Figure 5.3.3.1[Black to move]

Flush Checks (the Decoy).

Sometimes the purpose of a check is not to drive the enemy king away from its protectorate, but rather to draw it away by forcing it to capture the piece you have used to attack it. This procedure is known as a decoy. It necessarily involves a sacrifice, often of a rook, and so is most often used to enable the capture of an enemy queen, but we will see other uses of the principle as well. The logic of the move and the means of searching for it really are no different than before. You still are looking for checks that will move the enemy king away from a piece that it guards. It’s just that this time the check is given by a piece that you plant flush against the king, with or without a capture. In prior parts of this series we have considered these checks interchangeably with others. We are examining them separately here because our focus now is solely on ways of removing the guard, and decoys—checks that invite the king to capture—are a common and important technique for this purpose worthy of a few moments of undivided attention.

The position to the left is a simple example.
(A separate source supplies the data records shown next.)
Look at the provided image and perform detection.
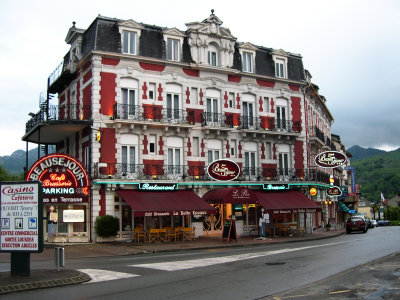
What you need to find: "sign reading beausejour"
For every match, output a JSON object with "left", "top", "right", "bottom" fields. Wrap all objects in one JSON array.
[
  {"left": 26, "top": 153, "right": 90, "bottom": 203},
  {"left": 207, "top": 159, "right": 240, "bottom": 181},
  {"left": 0, "top": 181, "right": 43, "bottom": 252},
  {"left": 315, "top": 151, "right": 347, "bottom": 168}
]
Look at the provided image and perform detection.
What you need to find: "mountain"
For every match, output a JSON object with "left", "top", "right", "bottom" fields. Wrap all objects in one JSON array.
[
  {"left": 346, "top": 145, "right": 386, "bottom": 162},
  {"left": 0, "top": 148, "right": 43, "bottom": 175},
  {"left": 349, "top": 147, "right": 400, "bottom": 202}
]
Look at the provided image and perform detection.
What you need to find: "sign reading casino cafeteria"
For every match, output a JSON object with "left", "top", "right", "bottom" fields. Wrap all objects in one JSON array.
[
  {"left": 26, "top": 153, "right": 90, "bottom": 203},
  {"left": 207, "top": 159, "right": 240, "bottom": 181},
  {"left": 0, "top": 181, "right": 43, "bottom": 253},
  {"left": 315, "top": 151, "right": 347, "bottom": 168}
]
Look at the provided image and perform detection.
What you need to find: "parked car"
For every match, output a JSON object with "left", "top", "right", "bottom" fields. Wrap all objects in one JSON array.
[
  {"left": 378, "top": 220, "right": 390, "bottom": 226},
  {"left": 346, "top": 216, "right": 368, "bottom": 234}
]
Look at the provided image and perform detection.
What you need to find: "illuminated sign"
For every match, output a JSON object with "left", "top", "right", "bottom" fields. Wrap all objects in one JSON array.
[
  {"left": 310, "top": 188, "right": 317, "bottom": 196},
  {"left": 26, "top": 153, "right": 90, "bottom": 203},
  {"left": 207, "top": 159, "right": 240, "bottom": 181},
  {"left": 0, "top": 181, "right": 43, "bottom": 252},
  {"left": 326, "top": 186, "right": 342, "bottom": 196},
  {"left": 315, "top": 151, "right": 347, "bottom": 168},
  {"left": 263, "top": 183, "right": 289, "bottom": 191},
  {"left": 139, "top": 183, "right": 178, "bottom": 191}
]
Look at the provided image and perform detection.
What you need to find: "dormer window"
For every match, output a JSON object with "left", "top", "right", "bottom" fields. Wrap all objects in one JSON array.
[
  {"left": 207, "top": 44, "right": 219, "bottom": 67},
  {"left": 167, "top": 39, "right": 180, "bottom": 61},
  {"left": 242, "top": 51, "right": 253, "bottom": 73},
  {"left": 122, "top": 30, "right": 137, "bottom": 54}
]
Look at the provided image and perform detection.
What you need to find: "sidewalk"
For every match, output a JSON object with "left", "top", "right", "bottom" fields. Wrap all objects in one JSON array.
[{"left": 0, "top": 229, "right": 345, "bottom": 294}]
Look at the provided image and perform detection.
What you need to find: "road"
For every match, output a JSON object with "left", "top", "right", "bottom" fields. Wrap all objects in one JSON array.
[{"left": 0, "top": 227, "right": 400, "bottom": 300}]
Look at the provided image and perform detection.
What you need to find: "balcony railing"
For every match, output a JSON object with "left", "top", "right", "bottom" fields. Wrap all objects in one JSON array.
[
  {"left": 114, "top": 104, "right": 194, "bottom": 124},
  {"left": 93, "top": 163, "right": 329, "bottom": 184},
  {"left": 25, "top": 104, "right": 92, "bottom": 132}
]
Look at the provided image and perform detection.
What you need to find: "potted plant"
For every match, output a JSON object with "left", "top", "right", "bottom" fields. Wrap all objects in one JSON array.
[{"left": 94, "top": 215, "right": 119, "bottom": 242}]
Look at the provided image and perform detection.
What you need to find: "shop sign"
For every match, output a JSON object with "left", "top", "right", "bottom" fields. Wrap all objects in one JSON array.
[
  {"left": 207, "top": 159, "right": 240, "bottom": 181},
  {"left": 26, "top": 153, "right": 90, "bottom": 203},
  {"left": 326, "top": 186, "right": 342, "bottom": 196},
  {"left": 263, "top": 183, "right": 289, "bottom": 191},
  {"left": 139, "top": 183, "right": 178, "bottom": 191},
  {"left": 63, "top": 209, "right": 85, "bottom": 223},
  {"left": 141, "top": 210, "right": 208, "bottom": 217},
  {"left": 0, "top": 181, "right": 43, "bottom": 252},
  {"left": 315, "top": 151, "right": 347, "bottom": 168}
]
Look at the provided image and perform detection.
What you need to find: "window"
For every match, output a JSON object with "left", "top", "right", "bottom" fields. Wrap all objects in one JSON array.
[
  {"left": 121, "top": 89, "right": 136, "bottom": 119},
  {"left": 242, "top": 52, "right": 253, "bottom": 73},
  {"left": 228, "top": 93, "right": 235, "bottom": 108},
  {"left": 276, "top": 106, "right": 287, "bottom": 129},
  {"left": 149, "top": 83, "right": 156, "bottom": 100},
  {"left": 167, "top": 39, "right": 180, "bottom": 61},
  {"left": 192, "top": 137, "right": 199, "bottom": 157},
  {"left": 208, "top": 51, "right": 217, "bottom": 67},
  {"left": 149, "top": 134, "right": 157, "bottom": 154},
  {"left": 122, "top": 31, "right": 136, "bottom": 54},
  {"left": 264, "top": 97, "right": 270, "bottom": 112},
  {"left": 244, "top": 151, "right": 256, "bottom": 176},
  {"left": 121, "top": 146, "right": 136, "bottom": 173},
  {"left": 167, "top": 94, "right": 179, "bottom": 119},
  {"left": 279, "top": 153, "right": 289, "bottom": 176},
  {"left": 230, "top": 140, "right": 237, "bottom": 157},
  {"left": 208, "top": 150, "right": 220, "bottom": 164},
  {"left": 206, "top": 98, "right": 218, "bottom": 122},
  {"left": 242, "top": 102, "right": 254, "bottom": 129},
  {"left": 275, "top": 59, "right": 285, "bottom": 78},
  {"left": 190, "top": 88, "right": 199, "bottom": 104},
  {"left": 168, "top": 148, "right": 181, "bottom": 174}
]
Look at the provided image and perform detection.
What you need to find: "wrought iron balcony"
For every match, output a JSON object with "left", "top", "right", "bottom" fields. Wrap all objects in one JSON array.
[
  {"left": 201, "top": 112, "right": 233, "bottom": 128},
  {"left": 93, "top": 163, "right": 329, "bottom": 184},
  {"left": 25, "top": 104, "right": 92, "bottom": 132},
  {"left": 114, "top": 104, "right": 194, "bottom": 124}
]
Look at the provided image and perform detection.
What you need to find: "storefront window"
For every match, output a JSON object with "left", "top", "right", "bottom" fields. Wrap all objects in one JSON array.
[{"left": 121, "top": 205, "right": 132, "bottom": 231}]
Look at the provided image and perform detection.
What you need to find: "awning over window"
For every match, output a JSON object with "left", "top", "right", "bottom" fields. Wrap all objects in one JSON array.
[
  {"left": 117, "top": 190, "right": 216, "bottom": 217},
  {"left": 203, "top": 187, "right": 258, "bottom": 204},
  {"left": 256, "top": 191, "right": 321, "bottom": 214}
]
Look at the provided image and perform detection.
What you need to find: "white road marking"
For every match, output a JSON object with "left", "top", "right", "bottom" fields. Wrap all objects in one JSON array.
[
  {"left": 78, "top": 269, "right": 140, "bottom": 283},
  {"left": 129, "top": 242, "right": 344, "bottom": 271}
]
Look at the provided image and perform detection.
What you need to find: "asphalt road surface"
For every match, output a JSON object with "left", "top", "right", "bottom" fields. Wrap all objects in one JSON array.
[{"left": 0, "top": 227, "right": 400, "bottom": 300}]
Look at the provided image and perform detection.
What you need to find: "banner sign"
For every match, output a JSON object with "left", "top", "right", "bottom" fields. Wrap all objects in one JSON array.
[
  {"left": 0, "top": 181, "right": 43, "bottom": 252},
  {"left": 207, "top": 159, "right": 240, "bottom": 181},
  {"left": 315, "top": 151, "right": 347, "bottom": 168},
  {"left": 26, "top": 153, "right": 90, "bottom": 203},
  {"left": 139, "top": 183, "right": 178, "bottom": 191}
]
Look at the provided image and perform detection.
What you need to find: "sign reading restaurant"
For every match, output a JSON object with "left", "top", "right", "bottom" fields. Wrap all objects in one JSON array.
[
  {"left": 26, "top": 153, "right": 90, "bottom": 203},
  {"left": 315, "top": 151, "right": 347, "bottom": 168},
  {"left": 207, "top": 159, "right": 240, "bottom": 181}
]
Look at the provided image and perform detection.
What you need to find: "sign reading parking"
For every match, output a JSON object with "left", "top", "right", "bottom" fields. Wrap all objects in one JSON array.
[{"left": 0, "top": 181, "right": 43, "bottom": 252}]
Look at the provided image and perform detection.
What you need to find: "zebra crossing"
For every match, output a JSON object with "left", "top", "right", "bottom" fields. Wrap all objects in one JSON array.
[{"left": 78, "top": 242, "right": 344, "bottom": 283}]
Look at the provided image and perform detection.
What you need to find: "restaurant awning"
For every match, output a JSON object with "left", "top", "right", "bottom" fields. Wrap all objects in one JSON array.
[
  {"left": 256, "top": 191, "right": 321, "bottom": 214},
  {"left": 203, "top": 187, "right": 257, "bottom": 204},
  {"left": 338, "top": 202, "right": 350, "bottom": 212},
  {"left": 117, "top": 190, "right": 216, "bottom": 217}
]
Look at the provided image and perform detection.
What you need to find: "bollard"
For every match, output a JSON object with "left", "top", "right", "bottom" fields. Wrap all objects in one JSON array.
[{"left": 54, "top": 247, "right": 65, "bottom": 272}]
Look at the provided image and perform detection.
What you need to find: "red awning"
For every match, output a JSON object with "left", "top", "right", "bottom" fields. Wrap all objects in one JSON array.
[
  {"left": 256, "top": 191, "right": 321, "bottom": 214},
  {"left": 117, "top": 190, "right": 216, "bottom": 217},
  {"left": 203, "top": 187, "right": 258, "bottom": 204}
]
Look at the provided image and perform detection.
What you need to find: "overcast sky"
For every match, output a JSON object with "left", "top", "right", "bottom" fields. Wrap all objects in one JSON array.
[{"left": 0, "top": 0, "right": 400, "bottom": 156}]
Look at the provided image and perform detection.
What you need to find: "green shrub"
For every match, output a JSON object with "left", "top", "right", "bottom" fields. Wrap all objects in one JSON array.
[{"left": 94, "top": 215, "right": 119, "bottom": 237}]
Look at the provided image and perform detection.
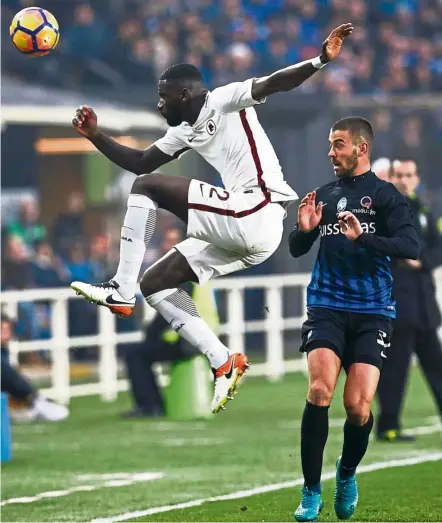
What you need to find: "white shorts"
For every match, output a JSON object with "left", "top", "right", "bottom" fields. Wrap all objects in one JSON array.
[{"left": 175, "top": 180, "right": 286, "bottom": 284}]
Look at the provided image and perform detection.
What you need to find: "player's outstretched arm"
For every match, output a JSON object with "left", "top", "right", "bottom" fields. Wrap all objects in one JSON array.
[
  {"left": 72, "top": 105, "right": 174, "bottom": 175},
  {"left": 252, "top": 24, "right": 353, "bottom": 100}
]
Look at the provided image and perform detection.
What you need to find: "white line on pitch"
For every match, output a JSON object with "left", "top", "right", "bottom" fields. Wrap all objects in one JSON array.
[
  {"left": 0, "top": 472, "right": 164, "bottom": 507},
  {"left": 91, "top": 452, "right": 442, "bottom": 523}
]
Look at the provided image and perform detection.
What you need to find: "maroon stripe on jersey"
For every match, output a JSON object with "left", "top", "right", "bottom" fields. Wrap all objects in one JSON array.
[
  {"left": 239, "top": 109, "right": 270, "bottom": 200},
  {"left": 188, "top": 199, "right": 270, "bottom": 218},
  {"left": 172, "top": 147, "right": 191, "bottom": 160}
]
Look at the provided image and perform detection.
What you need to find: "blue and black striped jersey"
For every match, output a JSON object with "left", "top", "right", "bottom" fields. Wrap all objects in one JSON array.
[{"left": 289, "top": 171, "right": 419, "bottom": 318}]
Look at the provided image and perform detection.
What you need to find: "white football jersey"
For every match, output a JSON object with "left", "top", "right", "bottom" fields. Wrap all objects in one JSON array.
[{"left": 155, "top": 79, "right": 298, "bottom": 202}]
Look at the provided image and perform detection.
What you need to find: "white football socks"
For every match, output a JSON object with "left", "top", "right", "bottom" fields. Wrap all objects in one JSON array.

What does Black threaten? His queen attacks White’s queen, which in turn is protected by its king. A piece protected by its king invites consideration of a check to drive the king away; and when the protected piece is a queen, the prospect of capturing justifies a flush check that allows the king to capture the threatening piece. Here Black has the most common resource for such a purpose: a rook, which he plays to h1. White’s forced reply is KxR—leaving his queen loose, and losing it to QxQ next move.